Immigration

As Mexico Cracks Down On Caravan, Migrants Board A Deadly Train North

In a change of policy, Mexico is arresting and deporting migrants heading north, prompting many to flee to a dangerous train known as "The Beast."

As Mexico Cracks Down On Caravan, Migrants Board A Deadly Train North
Getty Images
SMS

Mexico is cracking down on migrants attempting to pass through to the United States. And hundreds are fleeing potential arrest in favor of a deadly form of transit - an infamous freight train line known as La Bestia, or The Beast.

 Signaling a significant change in policy, Mexican police raided a caravan this week, arresting more than 370 Central American migrants in its southern state of Chiapas. 

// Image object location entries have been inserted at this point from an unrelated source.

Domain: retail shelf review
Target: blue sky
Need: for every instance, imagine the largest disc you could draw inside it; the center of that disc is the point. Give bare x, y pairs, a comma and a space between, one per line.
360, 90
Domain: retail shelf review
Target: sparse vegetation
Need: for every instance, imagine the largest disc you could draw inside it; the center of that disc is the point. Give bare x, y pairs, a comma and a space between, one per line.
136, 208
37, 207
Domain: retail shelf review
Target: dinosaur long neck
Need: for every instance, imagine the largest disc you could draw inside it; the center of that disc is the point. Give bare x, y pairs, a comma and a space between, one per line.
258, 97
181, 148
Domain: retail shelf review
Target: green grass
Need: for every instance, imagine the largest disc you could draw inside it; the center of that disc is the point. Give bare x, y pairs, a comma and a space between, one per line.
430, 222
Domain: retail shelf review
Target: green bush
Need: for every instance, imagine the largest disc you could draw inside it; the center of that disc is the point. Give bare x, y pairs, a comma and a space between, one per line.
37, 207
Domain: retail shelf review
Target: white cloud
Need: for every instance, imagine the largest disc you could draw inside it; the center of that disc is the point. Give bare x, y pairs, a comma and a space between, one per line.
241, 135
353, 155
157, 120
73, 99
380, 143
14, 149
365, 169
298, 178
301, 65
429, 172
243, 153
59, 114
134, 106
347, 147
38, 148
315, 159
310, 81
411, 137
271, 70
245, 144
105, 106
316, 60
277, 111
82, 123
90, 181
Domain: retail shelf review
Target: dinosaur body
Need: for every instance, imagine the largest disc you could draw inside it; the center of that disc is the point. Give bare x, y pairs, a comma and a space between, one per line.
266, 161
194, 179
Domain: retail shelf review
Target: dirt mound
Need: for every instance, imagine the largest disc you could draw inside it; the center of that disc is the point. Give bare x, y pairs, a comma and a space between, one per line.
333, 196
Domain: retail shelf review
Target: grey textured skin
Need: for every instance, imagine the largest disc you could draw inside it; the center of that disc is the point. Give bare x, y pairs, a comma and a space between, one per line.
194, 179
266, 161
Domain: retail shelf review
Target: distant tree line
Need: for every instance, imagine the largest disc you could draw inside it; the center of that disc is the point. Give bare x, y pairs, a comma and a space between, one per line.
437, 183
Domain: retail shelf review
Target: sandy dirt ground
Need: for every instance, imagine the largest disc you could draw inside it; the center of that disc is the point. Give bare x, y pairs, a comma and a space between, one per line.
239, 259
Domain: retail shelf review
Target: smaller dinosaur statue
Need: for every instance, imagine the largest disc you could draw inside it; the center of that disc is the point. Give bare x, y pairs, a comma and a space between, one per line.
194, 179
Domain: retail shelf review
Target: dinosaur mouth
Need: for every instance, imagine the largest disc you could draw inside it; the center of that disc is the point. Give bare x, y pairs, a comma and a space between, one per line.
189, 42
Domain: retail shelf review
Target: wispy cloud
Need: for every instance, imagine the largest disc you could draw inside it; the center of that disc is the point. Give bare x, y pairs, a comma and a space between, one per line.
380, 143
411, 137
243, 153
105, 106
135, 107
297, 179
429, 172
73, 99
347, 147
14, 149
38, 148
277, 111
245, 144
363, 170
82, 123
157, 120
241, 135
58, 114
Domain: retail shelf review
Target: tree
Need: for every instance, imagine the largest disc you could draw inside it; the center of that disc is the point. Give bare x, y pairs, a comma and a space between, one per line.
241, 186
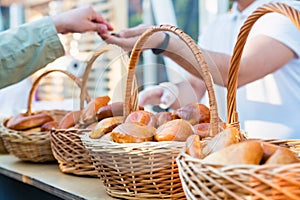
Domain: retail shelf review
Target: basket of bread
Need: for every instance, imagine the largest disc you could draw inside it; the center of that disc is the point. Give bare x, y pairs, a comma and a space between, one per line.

Mexico has issued more than 15,000 humanitarian visas to people seen as fleeing violence in Honduras, Guatemala and El Salvador. But it is now also deporting thousands of migrants as well. 

The effort is seen as placating President Donald Trump. He has threatened multiple times to close the border, potentially imperiling billions of dollars in trade, if he feels Mexico is failing to address the migrant crisis.  

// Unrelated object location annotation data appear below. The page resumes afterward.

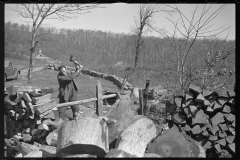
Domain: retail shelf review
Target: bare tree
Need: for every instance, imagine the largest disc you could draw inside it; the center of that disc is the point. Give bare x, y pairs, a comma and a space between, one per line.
37, 13
190, 29
145, 15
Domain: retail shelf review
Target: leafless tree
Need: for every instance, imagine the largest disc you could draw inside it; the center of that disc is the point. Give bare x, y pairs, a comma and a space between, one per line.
37, 13
144, 24
190, 29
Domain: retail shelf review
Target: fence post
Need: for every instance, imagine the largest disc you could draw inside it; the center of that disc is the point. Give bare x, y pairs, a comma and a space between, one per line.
145, 97
141, 101
99, 102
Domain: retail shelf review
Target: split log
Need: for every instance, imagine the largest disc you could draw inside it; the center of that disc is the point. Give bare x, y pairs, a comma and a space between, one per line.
178, 102
179, 93
172, 143
35, 93
213, 138
151, 155
26, 97
222, 142
47, 91
187, 128
230, 139
222, 134
218, 118
226, 109
85, 135
41, 109
48, 151
179, 118
206, 93
194, 89
115, 153
196, 129
188, 112
135, 138
222, 101
231, 117
43, 99
218, 148
200, 118
51, 139
214, 129
223, 127
200, 98
34, 154
193, 109
207, 145
188, 95
232, 147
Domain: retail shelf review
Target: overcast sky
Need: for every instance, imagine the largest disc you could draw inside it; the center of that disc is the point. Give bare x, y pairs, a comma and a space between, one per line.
119, 18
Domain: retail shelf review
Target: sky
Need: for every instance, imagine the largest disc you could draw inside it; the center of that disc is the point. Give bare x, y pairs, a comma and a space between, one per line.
120, 18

The Associated Press reports this week the Mexican crackdown on a caravan of about 3,000 people is prompting streams of migrants to break away from the larger crowd and take their chances on La Bestia, which ferries goods north. They are climbing atop its cars for a perilous journey, often marked by gang crime and rapes, as well as falls that could injure or kill them.

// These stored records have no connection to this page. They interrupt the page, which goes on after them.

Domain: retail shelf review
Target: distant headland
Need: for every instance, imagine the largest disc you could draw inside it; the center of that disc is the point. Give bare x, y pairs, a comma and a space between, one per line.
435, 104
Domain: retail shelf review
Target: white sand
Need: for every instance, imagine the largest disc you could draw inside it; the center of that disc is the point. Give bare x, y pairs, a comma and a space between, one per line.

Mexico's president, Andrés Manuel López Obrador, said the crackdown is needed to curtail dangerous human traffickers infiltrating migrant caravans. 

"We don't want for them to just have free passage, not just out of legal concerns but for questions of safety," López Obrador said.

But the director of a migrant shelter in another southern Mexican state, Oaxaca, said he feels the crackdown is for another reason: it's bad optics.

He told the AP "If the migrants move quietly like a stream of little ants, they will allow them to. But they are not going to allow them to move through Mexico publicly or massively."